The year 2023 brought a quieter but no less disturbing incident. Google Drive, the company’s cloud storage service, began losing months’ worth of files for some users. As reported by Tom’s Hardware and The Register, multiple customers posted on Google’s support forums that entire folders had disappeared from their Drive accounts. One user named Yeonjoong said six months of data were simply gone, while others reported losing years of documents. Google acknowledged that it was investigating but could not promise that the missing data could be recovered. The issue didn’t stop at web Drive. People who used Google’s desktop backup tool — which synchronizes local folders with the cloud found that the application had also purged their local copies. Trusting a single provider to store the master and the backup meant losing both at once. For individuals this meant losing photos, resumes, personal projects. For businesses it meant weeks of work

suddenly evaporating. The problem underscores a harsh truth, “sync” is not the same as “backup,” and cloud providers sometimes treat your files as transient data rather than archives.


The Human Cost of Outages and Breaches

It is tempting to treat these stories as isolated misfortunes, but they follow a pattern. The centralized cloud has become a single point of failure for billions. A misconfiguration in a data center in northern Virginia can take down a quarter of the internet, a coding error in an audit script can wipe ten years of a person’s life. Even seemingly small issues like a few lost months of Google Drive data reveal how quickly trust can evaporate when we have no visibility into the systems we rely on. Consider the cascading effect of major outages. When AWS experienced a widespread outage in October 2025, thousands of companies found their services offline. Zoom calls dropped, smart devices went dumb, websites loaded blank pages. Each of those companies had to answer to their own customers.

When Microsoft’s Azure platform suffered a disruption around the same time, similar dominoes fell. The outages were resolved within hours or days, but they raised questions. If the infrastructure that powers half of the internet can blink out, how resilient are the businesses built on top of it? The human cost is not just about downtime. When someone’s wedding photos or a manuscript vanish from a cloud folder, they experience loss. When a small business loses invoices stored in a SaaS platform, the owner spends days reconstructing their books. Meanwhile, statements from the providers speak in abstractions like service degradation and incident response. There is a disconnect

between how the providers talk and how the affected users feel. Hunter S. Thompson once said journalism is writing “what it is like to live in our time.” To live in our time is to hand your data, or your work over to faceless corporations, and watch your data fall through other people’s fingers and be told it was an edge case. Why do these incidents keep happening? At a technical level the answer is complex, but at a conceptual level it boils down to concentration and opacity. Many of us rely on the same handful of providers for email, cloud storage, computing and authentication. This concentration means a single bug or breach can have global repercussions. Cloud services are multi‑tenant by design. Your data sits on the same hardware as thousands of other customers’ data. This increases efficiency but also means that a misfire in one part of the system can ripple across others.When an automated system flags an account as risky, or when an engineer runs a script on a cluster, customers rarely know.
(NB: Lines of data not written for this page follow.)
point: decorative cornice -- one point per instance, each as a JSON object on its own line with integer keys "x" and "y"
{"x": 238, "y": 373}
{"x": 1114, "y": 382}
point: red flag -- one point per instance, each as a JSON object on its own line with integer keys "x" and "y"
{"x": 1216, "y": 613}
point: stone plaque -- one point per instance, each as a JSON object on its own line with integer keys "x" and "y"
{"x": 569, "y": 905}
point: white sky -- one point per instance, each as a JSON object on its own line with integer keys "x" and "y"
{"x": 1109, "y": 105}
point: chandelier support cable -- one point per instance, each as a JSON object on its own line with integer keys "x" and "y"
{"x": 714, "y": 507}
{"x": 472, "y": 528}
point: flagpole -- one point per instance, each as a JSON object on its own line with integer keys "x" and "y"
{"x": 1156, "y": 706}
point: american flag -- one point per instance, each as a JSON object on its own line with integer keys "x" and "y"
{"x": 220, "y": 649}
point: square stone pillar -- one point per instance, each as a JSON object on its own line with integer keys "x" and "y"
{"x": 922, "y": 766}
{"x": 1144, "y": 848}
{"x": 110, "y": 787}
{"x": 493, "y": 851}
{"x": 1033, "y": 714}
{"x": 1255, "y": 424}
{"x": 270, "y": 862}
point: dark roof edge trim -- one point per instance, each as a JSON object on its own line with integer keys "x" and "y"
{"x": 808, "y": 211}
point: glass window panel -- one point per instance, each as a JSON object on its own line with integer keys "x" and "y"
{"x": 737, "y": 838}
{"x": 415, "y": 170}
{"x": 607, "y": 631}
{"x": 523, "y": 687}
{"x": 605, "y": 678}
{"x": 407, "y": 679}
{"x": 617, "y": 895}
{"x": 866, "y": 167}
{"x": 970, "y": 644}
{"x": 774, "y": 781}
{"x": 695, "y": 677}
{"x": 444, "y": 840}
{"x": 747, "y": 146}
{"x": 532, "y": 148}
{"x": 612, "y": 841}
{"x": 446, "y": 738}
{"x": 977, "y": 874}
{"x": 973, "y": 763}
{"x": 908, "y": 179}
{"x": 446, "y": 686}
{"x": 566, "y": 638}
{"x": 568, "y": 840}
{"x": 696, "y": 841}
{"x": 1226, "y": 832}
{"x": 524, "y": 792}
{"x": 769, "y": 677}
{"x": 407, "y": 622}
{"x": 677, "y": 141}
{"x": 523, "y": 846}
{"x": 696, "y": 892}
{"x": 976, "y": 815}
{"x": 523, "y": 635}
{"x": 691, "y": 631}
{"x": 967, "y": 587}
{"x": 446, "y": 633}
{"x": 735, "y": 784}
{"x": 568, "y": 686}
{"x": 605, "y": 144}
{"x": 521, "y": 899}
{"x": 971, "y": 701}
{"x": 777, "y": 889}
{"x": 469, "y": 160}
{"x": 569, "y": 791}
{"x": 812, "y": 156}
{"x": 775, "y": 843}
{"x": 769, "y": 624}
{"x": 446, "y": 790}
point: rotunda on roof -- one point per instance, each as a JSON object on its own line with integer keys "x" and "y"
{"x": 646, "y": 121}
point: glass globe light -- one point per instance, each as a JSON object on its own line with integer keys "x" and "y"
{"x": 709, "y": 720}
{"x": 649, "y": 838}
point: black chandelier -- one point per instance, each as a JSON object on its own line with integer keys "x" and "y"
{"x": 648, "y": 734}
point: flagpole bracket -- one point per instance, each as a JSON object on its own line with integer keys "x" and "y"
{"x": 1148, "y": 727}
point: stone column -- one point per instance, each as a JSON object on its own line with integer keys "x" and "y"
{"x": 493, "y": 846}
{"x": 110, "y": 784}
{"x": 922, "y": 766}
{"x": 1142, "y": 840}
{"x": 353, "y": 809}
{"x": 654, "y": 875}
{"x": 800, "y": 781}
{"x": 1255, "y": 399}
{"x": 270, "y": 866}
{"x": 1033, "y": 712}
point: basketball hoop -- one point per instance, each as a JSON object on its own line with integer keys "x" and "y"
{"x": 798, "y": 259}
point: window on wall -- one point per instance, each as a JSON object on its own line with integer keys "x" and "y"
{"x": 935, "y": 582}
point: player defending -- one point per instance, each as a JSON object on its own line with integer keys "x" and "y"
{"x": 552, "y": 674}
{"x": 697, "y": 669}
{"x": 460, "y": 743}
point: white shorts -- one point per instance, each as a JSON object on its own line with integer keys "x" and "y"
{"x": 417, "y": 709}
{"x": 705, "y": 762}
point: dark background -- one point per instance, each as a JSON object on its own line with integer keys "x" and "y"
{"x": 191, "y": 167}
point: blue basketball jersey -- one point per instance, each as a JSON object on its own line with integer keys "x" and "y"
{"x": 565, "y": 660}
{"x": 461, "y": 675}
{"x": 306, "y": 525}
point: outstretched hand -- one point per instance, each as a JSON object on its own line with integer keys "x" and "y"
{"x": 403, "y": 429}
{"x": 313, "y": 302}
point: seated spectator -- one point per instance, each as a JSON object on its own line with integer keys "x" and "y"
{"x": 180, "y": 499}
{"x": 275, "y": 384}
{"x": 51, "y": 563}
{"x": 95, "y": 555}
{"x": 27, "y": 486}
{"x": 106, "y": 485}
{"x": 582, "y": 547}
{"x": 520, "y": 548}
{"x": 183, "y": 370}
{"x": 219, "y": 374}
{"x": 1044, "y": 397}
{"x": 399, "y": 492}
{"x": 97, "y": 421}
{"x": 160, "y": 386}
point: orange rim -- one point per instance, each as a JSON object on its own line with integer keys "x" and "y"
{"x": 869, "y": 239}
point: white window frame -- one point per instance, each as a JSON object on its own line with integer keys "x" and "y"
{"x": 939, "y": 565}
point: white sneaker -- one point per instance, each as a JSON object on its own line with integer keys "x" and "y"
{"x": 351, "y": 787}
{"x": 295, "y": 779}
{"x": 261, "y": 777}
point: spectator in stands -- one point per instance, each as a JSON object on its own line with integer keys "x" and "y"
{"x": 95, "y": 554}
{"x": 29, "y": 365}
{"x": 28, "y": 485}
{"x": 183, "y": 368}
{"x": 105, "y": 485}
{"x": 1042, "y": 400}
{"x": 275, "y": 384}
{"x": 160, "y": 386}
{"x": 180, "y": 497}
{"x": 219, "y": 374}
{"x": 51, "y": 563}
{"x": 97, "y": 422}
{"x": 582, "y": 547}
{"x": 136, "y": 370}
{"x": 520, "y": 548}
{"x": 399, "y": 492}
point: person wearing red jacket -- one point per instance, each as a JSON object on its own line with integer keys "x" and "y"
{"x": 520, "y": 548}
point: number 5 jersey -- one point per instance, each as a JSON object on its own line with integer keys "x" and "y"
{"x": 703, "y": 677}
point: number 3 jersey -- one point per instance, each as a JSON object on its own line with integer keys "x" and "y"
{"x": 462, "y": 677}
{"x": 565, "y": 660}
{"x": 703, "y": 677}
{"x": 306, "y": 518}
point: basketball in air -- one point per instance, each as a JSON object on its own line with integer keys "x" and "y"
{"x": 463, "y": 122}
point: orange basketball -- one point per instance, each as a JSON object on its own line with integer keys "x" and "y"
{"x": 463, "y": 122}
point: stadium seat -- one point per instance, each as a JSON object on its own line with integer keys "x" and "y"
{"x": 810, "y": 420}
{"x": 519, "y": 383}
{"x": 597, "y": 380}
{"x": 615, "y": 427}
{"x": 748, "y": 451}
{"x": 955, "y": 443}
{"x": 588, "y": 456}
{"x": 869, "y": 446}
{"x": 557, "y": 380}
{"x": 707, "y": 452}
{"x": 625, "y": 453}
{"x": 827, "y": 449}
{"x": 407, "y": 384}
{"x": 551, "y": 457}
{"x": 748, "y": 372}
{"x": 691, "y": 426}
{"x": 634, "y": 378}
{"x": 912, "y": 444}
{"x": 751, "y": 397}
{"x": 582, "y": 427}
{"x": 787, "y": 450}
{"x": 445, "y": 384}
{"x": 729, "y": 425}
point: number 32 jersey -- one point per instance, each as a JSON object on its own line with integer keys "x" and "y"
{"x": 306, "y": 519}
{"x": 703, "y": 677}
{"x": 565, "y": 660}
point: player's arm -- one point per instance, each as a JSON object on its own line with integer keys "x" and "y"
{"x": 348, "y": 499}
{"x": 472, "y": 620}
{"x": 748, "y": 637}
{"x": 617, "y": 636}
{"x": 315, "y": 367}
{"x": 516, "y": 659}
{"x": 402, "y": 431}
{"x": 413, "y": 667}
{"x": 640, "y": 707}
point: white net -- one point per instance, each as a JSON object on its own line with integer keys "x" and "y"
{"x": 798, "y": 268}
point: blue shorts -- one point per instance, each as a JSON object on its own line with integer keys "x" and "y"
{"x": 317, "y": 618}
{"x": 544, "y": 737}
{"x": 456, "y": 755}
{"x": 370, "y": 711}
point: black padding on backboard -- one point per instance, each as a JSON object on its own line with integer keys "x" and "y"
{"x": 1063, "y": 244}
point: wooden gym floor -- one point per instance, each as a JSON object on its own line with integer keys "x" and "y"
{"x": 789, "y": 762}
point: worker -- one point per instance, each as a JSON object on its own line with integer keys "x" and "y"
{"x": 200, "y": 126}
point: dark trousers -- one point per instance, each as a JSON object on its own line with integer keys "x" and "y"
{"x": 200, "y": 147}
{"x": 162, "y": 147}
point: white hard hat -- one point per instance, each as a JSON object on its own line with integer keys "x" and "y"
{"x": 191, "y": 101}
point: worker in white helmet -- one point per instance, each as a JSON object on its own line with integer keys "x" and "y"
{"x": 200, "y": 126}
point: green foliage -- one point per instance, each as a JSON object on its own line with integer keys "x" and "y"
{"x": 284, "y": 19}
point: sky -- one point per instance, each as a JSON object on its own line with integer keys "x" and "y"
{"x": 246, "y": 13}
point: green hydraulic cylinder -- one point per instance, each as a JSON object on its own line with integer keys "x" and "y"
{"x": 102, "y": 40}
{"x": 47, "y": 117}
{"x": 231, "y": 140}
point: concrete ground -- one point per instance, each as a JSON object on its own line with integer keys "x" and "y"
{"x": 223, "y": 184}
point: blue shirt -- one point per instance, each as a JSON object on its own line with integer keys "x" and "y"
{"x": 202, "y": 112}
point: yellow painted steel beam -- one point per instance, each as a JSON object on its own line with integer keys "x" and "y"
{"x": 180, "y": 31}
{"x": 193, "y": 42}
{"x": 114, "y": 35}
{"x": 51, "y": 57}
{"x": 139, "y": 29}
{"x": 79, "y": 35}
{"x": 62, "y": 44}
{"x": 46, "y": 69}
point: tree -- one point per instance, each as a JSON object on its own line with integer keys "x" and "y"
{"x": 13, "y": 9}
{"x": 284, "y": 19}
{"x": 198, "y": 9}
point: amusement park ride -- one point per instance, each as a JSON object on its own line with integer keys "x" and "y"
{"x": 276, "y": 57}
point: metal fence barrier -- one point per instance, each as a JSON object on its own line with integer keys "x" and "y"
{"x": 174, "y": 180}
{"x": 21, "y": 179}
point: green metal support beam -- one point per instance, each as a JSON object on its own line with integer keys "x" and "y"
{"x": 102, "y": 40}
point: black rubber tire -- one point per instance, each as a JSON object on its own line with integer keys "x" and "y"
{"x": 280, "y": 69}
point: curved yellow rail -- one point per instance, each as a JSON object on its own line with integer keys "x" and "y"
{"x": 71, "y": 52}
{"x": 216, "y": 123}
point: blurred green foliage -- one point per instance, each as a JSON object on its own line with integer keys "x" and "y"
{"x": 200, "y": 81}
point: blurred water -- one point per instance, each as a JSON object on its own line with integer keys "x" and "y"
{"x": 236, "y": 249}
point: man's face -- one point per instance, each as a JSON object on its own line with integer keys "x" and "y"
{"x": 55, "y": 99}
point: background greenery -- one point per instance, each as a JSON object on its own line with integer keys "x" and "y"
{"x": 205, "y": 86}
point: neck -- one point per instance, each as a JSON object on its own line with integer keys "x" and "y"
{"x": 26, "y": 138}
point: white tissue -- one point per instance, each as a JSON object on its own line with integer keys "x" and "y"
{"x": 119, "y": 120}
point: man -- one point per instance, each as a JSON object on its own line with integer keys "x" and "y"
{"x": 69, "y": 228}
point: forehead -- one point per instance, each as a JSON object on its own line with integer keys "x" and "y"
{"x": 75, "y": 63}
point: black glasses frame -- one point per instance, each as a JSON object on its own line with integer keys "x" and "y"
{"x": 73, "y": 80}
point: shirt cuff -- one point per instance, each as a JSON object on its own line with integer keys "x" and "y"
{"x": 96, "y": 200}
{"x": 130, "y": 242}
Support channels are optimized for throughput, not for transparency. As a result, people often learn what happened to their data only when something goes wrong. Providers are rewarded for growth and uptime, not for helping customers maintain sovereignty over their data. Investing in tools that let you exit easily or maintain local control does not drive revenue, locking you in does. These structural issues turn occasional accidents into systemic risk. Because we treat digital services as utilities, we seldom question the arrangement until there is a crash.